Up to the previous page, students could play the tune with both hands in unison but from this page on, the both hands’ positions are set specifically as indicated.

It’s another good point to experiment further with dynamics; Soft (piano), medium soft (mezzo piano), medium loud (mezzo forte), loud (forte), gradually getting louder (crescendo) and getting gradually softer (diminuendo). Perhaps in the faster speed when ready.

It’s also a good time to introduce the real names of note values for short, long, twice as long, etc.  In my piano studio, I use American name rather than British, simply because it makes more sense and it helps students understand the concept of time signature when they get to it.

The second half of the book covers more BAG tunes with two added notes, E & D (ED). Go over (again) page 3 to get familiar with all FEDs across the keyboard. Work through the pages to the end likewise as suggested for the first half of the book.

Alphabet Song Book 2 (for piano) will explore triple time (3/8 time rather than 3/4 time), and more words, FED, EGG, Cs and A-B-C in addition to BAG, and delve into the concept of basic time signatures. 2/4 and 3/8. It’ll be available soon.

Happy reading!

—Update—
I’ve been using this book with my piano beginners for some time now; some started with no interests in reading musical notation; some had some knowledge of musical notation but haven’t quite got the hang of it; some can play pop songs by rote but never tried reading musical notation, some had just started the piano but keen to learn how to read music, etc.

When they get to about page 29, I started giving them a couple of longer pieces as a challenge from various beginner’s piano books, such as Jibbidy-F and A-C-E by Hoover Ward, Music Lessons Have Begun by Fletcher, various primer level pieces from Faber & Faber’s Piano Adventures series, Hal Leonard’s Broadway and Movie Hits Level 1 (piano duet), etc.  My students’ reaction to this challenge has been quite a positive one and when they realise they can read music to play a proper tune, it certainly boosts their confidence and motivation to carry on with the rest of Alphabet Song Book 1 and beyond!

My students’ favourite part of the book is composition pages .  By the time they reach composition pages, they usually have some knowledge on flats and sharps which are covered in pieces such as Pink Panther, which I usually teach them by rote.  Although the suggested notes and rhythms for the composition work are from the book, they often tend to experiment using the knowledge they have learned outside the book as well.

This is the part I do enjoy too as a teacher; getting a glimpse of my students’ creative world that I haven’t seen before.  Some use similar patterns from the book but in a different order or their repetition; some create mysterious sounding music using suggested notes but with sharps and flats;  some show a skill of creating symmetrical patterns; some show natural sense of 2-bar phrases; some adds other musical details such as dynamics and articulations themselves without me reminding them; some play around and explore before writing anything in, etc.
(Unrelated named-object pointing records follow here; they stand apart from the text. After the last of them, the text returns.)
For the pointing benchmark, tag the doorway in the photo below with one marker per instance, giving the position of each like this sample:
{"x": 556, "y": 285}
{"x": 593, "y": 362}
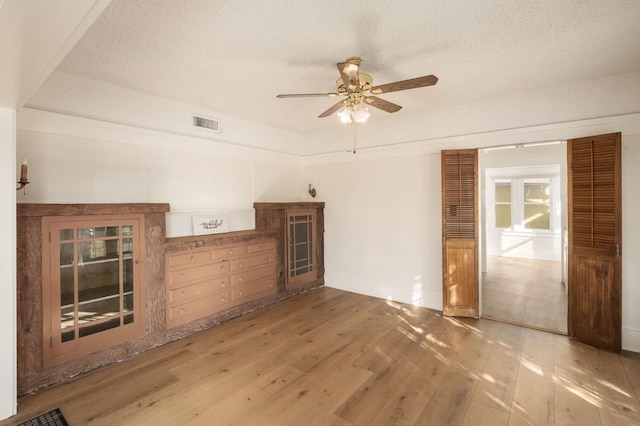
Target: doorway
{"x": 523, "y": 199}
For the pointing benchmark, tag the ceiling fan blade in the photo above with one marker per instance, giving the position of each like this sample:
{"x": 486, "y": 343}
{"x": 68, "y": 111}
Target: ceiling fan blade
{"x": 413, "y": 83}
{"x": 349, "y": 74}
{"x": 334, "y": 108}
{"x": 308, "y": 95}
{"x": 376, "y": 102}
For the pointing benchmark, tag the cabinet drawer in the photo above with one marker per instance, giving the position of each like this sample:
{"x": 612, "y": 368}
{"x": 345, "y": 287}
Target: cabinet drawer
{"x": 263, "y": 246}
{"x": 247, "y": 292}
{"x": 226, "y": 252}
{"x": 197, "y": 308}
{"x": 190, "y": 258}
{"x": 251, "y": 261}
{"x": 185, "y": 294}
{"x": 253, "y": 275}
{"x": 180, "y": 277}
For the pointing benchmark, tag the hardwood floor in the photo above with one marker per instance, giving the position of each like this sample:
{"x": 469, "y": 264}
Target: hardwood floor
{"x": 331, "y": 357}
{"x": 525, "y": 292}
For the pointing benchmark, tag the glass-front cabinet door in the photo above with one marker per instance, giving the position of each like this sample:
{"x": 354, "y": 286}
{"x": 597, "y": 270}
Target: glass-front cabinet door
{"x": 92, "y": 274}
{"x": 301, "y": 260}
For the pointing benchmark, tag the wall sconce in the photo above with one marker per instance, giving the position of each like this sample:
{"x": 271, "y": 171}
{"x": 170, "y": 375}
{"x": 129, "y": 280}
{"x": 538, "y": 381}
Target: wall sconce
{"x": 24, "y": 181}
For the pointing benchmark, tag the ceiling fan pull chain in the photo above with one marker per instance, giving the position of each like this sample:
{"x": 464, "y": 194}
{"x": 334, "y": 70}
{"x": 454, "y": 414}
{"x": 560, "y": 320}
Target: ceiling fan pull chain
{"x": 355, "y": 127}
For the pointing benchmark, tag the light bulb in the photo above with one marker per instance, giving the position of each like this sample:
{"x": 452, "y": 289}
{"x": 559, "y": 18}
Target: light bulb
{"x": 345, "y": 115}
{"x": 360, "y": 114}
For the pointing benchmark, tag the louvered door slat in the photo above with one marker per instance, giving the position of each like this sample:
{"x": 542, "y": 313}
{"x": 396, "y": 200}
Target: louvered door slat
{"x": 595, "y": 233}
{"x": 460, "y": 232}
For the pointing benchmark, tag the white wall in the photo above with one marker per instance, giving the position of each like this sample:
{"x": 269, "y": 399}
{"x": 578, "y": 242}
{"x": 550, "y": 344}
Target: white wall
{"x": 7, "y": 264}
{"x": 383, "y": 221}
{"x": 77, "y": 160}
{"x": 630, "y": 242}
{"x": 382, "y": 227}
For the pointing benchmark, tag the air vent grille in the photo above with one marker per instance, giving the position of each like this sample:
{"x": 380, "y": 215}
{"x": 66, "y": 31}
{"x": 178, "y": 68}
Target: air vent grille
{"x": 206, "y": 123}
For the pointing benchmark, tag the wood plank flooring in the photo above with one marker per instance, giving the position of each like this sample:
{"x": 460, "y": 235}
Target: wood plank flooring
{"x": 330, "y": 357}
{"x": 526, "y": 292}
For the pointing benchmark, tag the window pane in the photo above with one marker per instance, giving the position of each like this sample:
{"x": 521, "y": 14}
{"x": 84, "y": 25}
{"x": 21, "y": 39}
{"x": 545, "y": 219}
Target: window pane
{"x": 503, "y": 215}
{"x": 503, "y": 192}
{"x": 536, "y": 193}
{"x": 67, "y": 296}
{"x": 536, "y": 216}
{"x": 110, "y": 231}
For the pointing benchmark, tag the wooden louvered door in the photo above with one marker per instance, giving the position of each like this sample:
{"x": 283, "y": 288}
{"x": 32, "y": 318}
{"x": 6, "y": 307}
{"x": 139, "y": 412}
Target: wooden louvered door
{"x": 595, "y": 238}
{"x": 460, "y": 232}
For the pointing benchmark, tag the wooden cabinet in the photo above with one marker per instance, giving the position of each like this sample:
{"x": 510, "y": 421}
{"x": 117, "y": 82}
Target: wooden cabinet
{"x": 300, "y": 245}
{"x": 203, "y": 281}
{"x": 92, "y": 292}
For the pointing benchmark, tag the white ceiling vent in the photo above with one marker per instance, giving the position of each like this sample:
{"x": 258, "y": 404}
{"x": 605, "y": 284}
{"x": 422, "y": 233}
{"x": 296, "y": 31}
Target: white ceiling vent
{"x": 206, "y": 123}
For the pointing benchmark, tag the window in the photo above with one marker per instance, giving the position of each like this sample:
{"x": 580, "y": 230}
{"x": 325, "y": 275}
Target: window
{"x": 503, "y": 203}
{"x": 523, "y": 203}
{"x": 92, "y": 294}
{"x": 537, "y": 213}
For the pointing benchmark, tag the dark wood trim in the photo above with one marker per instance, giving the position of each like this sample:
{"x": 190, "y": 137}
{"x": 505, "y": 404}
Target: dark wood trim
{"x": 37, "y": 210}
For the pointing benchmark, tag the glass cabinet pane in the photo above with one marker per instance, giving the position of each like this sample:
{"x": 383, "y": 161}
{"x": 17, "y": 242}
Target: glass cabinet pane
{"x": 300, "y": 244}
{"x": 67, "y": 292}
{"x": 94, "y": 284}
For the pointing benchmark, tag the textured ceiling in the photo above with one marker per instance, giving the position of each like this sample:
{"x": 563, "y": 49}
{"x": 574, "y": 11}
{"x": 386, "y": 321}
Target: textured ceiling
{"x": 234, "y": 57}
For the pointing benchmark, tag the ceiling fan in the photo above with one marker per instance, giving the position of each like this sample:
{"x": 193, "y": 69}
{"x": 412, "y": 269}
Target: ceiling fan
{"x": 359, "y": 91}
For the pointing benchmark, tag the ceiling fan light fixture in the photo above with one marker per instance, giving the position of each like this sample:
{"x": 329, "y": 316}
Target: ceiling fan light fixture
{"x": 344, "y": 115}
{"x": 360, "y": 113}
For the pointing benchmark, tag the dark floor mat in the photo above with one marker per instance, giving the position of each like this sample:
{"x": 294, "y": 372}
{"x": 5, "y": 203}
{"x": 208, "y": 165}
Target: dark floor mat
{"x": 52, "y": 418}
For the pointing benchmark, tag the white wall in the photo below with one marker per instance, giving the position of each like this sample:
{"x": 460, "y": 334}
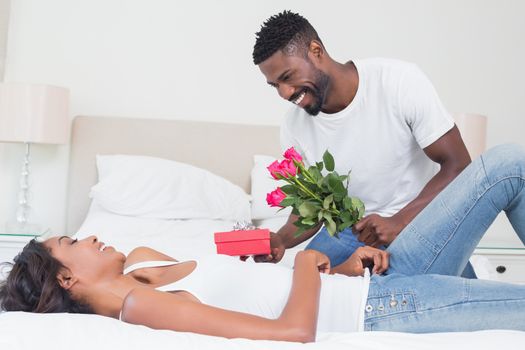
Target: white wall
{"x": 192, "y": 60}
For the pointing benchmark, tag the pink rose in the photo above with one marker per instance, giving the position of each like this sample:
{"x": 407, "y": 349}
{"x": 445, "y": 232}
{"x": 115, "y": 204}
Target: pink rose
{"x": 292, "y": 154}
{"x": 275, "y": 197}
{"x": 288, "y": 168}
{"x": 275, "y": 170}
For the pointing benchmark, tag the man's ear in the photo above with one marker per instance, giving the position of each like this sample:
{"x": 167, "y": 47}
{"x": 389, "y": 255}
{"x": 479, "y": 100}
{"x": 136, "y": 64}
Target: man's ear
{"x": 316, "y": 50}
{"x": 66, "y": 279}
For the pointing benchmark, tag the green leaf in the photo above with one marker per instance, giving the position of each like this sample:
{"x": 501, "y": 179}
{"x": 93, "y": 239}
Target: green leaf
{"x": 287, "y": 201}
{"x": 359, "y": 205}
{"x": 335, "y": 184}
{"x": 307, "y": 209}
{"x": 328, "y": 160}
{"x": 347, "y": 203}
{"x": 327, "y": 201}
{"x": 309, "y": 221}
{"x": 330, "y": 224}
{"x": 289, "y": 189}
{"x": 315, "y": 173}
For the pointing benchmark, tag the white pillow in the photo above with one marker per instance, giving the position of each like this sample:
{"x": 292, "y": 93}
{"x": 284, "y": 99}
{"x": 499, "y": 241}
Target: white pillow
{"x": 262, "y": 184}
{"x": 165, "y": 189}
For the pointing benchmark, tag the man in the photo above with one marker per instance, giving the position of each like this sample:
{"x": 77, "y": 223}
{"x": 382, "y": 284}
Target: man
{"x": 381, "y": 119}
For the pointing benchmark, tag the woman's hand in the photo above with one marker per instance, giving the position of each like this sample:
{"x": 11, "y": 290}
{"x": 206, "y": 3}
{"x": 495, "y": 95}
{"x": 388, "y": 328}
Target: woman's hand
{"x": 364, "y": 257}
{"x": 320, "y": 260}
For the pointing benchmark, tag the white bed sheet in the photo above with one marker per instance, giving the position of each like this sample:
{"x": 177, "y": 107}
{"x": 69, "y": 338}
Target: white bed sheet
{"x": 190, "y": 239}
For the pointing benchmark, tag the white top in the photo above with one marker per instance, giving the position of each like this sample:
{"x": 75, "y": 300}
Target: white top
{"x": 262, "y": 289}
{"x": 379, "y": 136}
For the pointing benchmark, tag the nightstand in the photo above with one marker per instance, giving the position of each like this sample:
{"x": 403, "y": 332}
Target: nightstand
{"x": 507, "y": 263}
{"x": 12, "y": 244}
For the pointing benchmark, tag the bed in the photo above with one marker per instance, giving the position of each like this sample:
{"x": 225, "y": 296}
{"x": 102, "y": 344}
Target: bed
{"x": 164, "y": 156}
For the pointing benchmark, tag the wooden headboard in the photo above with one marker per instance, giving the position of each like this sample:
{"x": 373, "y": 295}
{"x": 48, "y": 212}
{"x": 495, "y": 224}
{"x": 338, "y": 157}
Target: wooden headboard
{"x": 225, "y": 149}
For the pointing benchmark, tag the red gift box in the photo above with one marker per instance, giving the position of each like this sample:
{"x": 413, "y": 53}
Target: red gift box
{"x": 243, "y": 242}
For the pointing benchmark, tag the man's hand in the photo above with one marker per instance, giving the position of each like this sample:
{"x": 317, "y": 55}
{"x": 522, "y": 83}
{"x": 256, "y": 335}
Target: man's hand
{"x": 364, "y": 257}
{"x": 375, "y": 230}
{"x": 276, "y": 250}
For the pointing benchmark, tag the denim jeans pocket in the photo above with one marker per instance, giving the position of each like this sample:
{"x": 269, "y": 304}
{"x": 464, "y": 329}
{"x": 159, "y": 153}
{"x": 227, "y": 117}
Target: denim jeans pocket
{"x": 390, "y": 304}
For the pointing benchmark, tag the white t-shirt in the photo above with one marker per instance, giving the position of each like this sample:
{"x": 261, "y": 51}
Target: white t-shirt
{"x": 379, "y": 136}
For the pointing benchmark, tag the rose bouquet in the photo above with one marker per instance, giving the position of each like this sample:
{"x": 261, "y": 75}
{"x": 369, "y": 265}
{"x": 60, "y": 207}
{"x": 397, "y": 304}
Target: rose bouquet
{"x": 315, "y": 197}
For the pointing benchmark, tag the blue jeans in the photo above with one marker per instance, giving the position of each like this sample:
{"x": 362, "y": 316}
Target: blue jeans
{"x": 338, "y": 250}
{"x": 420, "y": 291}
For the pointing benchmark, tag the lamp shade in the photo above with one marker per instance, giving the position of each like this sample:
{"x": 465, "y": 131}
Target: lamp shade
{"x": 34, "y": 113}
{"x": 473, "y": 129}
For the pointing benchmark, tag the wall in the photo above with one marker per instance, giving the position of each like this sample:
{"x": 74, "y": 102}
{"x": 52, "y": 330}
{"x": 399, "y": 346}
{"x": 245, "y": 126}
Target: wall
{"x": 192, "y": 60}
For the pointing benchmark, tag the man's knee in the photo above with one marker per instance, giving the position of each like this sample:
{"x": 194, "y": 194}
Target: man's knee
{"x": 505, "y": 156}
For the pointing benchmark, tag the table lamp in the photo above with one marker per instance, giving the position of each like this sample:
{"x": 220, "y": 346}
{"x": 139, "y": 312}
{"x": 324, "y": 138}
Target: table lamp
{"x": 31, "y": 113}
{"x": 473, "y": 129}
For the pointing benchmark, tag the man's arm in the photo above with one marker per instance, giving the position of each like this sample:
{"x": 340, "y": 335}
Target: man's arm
{"x": 450, "y": 153}
{"x": 285, "y": 238}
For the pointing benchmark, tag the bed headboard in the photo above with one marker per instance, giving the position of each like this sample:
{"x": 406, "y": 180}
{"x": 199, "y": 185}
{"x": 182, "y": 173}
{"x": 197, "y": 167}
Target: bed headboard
{"x": 225, "y": 149}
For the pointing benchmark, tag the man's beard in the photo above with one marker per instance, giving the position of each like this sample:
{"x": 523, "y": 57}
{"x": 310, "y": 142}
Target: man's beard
{"x": 318, "y": 91}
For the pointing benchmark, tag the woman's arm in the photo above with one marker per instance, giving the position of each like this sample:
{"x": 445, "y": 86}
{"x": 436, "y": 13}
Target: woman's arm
{"x": 297, "y": 322}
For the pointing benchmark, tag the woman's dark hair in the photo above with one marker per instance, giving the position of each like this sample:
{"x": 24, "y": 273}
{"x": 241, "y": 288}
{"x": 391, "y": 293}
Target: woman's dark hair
{"x": 32, "y": 284}
{"x": 286, "y": 31}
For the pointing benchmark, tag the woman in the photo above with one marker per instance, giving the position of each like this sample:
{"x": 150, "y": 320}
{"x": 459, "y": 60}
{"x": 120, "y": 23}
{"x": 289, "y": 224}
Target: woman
{"x": 225, "y": 297}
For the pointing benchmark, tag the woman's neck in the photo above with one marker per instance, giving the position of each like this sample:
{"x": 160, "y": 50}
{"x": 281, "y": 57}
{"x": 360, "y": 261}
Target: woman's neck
{"x": 106, "y": 298}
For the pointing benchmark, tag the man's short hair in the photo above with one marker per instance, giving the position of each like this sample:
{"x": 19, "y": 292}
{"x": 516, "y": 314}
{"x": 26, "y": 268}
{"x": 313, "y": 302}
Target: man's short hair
{"x": 286, "y": 31}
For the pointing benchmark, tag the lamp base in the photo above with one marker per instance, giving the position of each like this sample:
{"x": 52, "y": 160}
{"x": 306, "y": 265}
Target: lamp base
{"x": 18, "y": 228}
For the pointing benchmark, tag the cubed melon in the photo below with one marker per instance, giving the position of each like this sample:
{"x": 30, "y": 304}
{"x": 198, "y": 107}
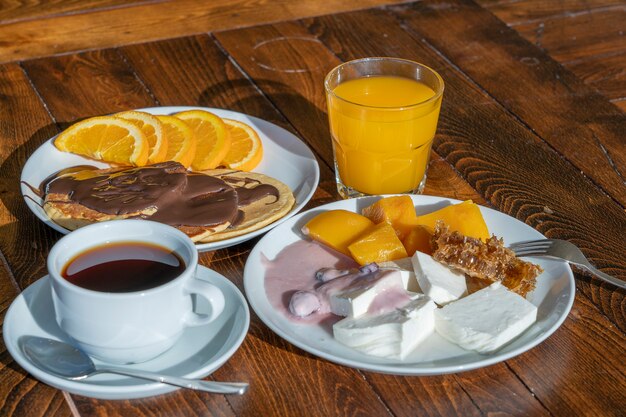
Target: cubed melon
{"x": 337, "y": 228}
{"x": 378, "y": 244}
{"x": 464, "y": 218}
{"x": 418, "y": 239}
{"x": 398, "y": 211}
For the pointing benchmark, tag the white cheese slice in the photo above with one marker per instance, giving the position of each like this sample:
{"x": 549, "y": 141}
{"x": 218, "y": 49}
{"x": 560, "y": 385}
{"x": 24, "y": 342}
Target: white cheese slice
{"x": 486, "y": 319}
{"x": 355, "y": 299}
{"x": 405, "y": 266}
{"x": 390, "y": 335}
{"x": 437, "y": 280}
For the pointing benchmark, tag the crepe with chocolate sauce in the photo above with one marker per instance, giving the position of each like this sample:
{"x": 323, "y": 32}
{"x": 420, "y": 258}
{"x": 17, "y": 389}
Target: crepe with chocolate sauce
{"x": 207, "y": 206}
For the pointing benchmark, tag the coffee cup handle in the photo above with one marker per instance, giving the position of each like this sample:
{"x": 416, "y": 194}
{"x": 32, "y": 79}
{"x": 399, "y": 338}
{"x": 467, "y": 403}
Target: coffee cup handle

So far, my students are finishing the book 1 at the pace of 6-7 months along with other assignments they’re working on.  They’ve learned how to read and write a simple music, along with the importance of dynamics and articulations.  They’ve acquired a skill to recognise melodic/rhythmic patterns and their repetitions in music.

I look forward to reporting on Alphabet Book 2 soon!

—Update2—
Alphabet Song Book 3 is now available from my website shop!

One of the joyful experiences you can have in piano duet playing is to be able to explore the sound of rich harmonies and a wide range of dynamics that piano is capable of producing.  For the very young beginners, it’s still possible with just a few keys on the keyboard to have a taste of that experience even before they start learning to read notation.

I have 3 videos with 3 different tunes here as an example where we explored various elements of music as well;

No.1 – The Ground Is Breaking

  • steady pulse (pupil listening to other than him/herself)
  • metre (we sang 1-2-3-4 in tune with the melody)
  • structure (3 sections to be aware for their different characters)
  • harmonies (something that piano is excelled at!)
  • musical character (make use of what children are good at; making a story according to the character of the tune, then coming up with the title of their own for the tune!)
  • articulation (detached rather than legato to follow the character of the tune)
  • dynamics (loud and soft with the use of arm weight)



No.2 – The Grand Old Duke of York
In addition to the above list, we had a few extra activities to explore.

  • composing (some little ones are full of ideas, give them a chance to use their own imagination to make the tune special to them!)
  • articulation (legato was achieved by the finger walking game on the keyboard)



No.3 – Going Home
This tune has a bit more movement than the other two previous tunes.  So, we needed to work out something more visual so that my pupil can internalise the tune in an organised way.  In doing so, we created a colour-coded shape for each phrase pattern.  Colourised drawing of some sort always comes in handy when reading notation is not just yet part of a regular practice in the lessons.  Here’s the example of what we came up with:

colour-coded phrase patterns

Finally, here’s my thought on why I choose to spend more time on using black keys for the young beginners.  Not only it helps them to orientate themselves around the keyboard geography, but also tiny hands and fingers can learn to develop a nice grip easier with the black keys than the white keys because of the fact that the level of the hand stays more or less with the level of the while keys when the black key is pressed.  Less chance of the wrist dipping when the finger presses the key!

Another important issue I’d like to address is that singing the tune while playing is a very positive start of learning to perform musically.  Not only it helps to internalise the tune with steady pulse, but also helps the fingers to find the right notes on the keyboard.  Having said that, I must admit that singing the black-key range (g♭’, a♭’, b♭’) may be a bit out of comfortable voice range for some children.  It may help if the teacher sings along in the right pitch and sing down an octave when necessary.  The focus here is to follow the melodic shape reflected in the singing, not to sing absolutely in tune.  It’s amazing to realise what’s capable when the ‘listening ear’ is truly open!

I hope this video serves a useful purpose of helping to inspire anyone who involves in music making with young children.

In this video recording I used the following equipments and software:

Piano model: Yahama C5A
Microphone: 2 x AKG P420 (MS setting)
Digital recorder: Zoom H4n (I didn’t use its inbuilt XY mics)
Audio editor: Cubase LE4
Video recorder: Flip Video Ultra HD
Video editor: CorelStudio Pro X5

I’d like to write a blog about my home recording at some point.  This is a never-ending experimentation since recording and capturing the sound of piano is considered to be the most difficult task because of its wide range of dynamics, frequencies and overtones.  A slight change of positioning and angle of the microphones easily affects how the sound comes out in the recording, I find!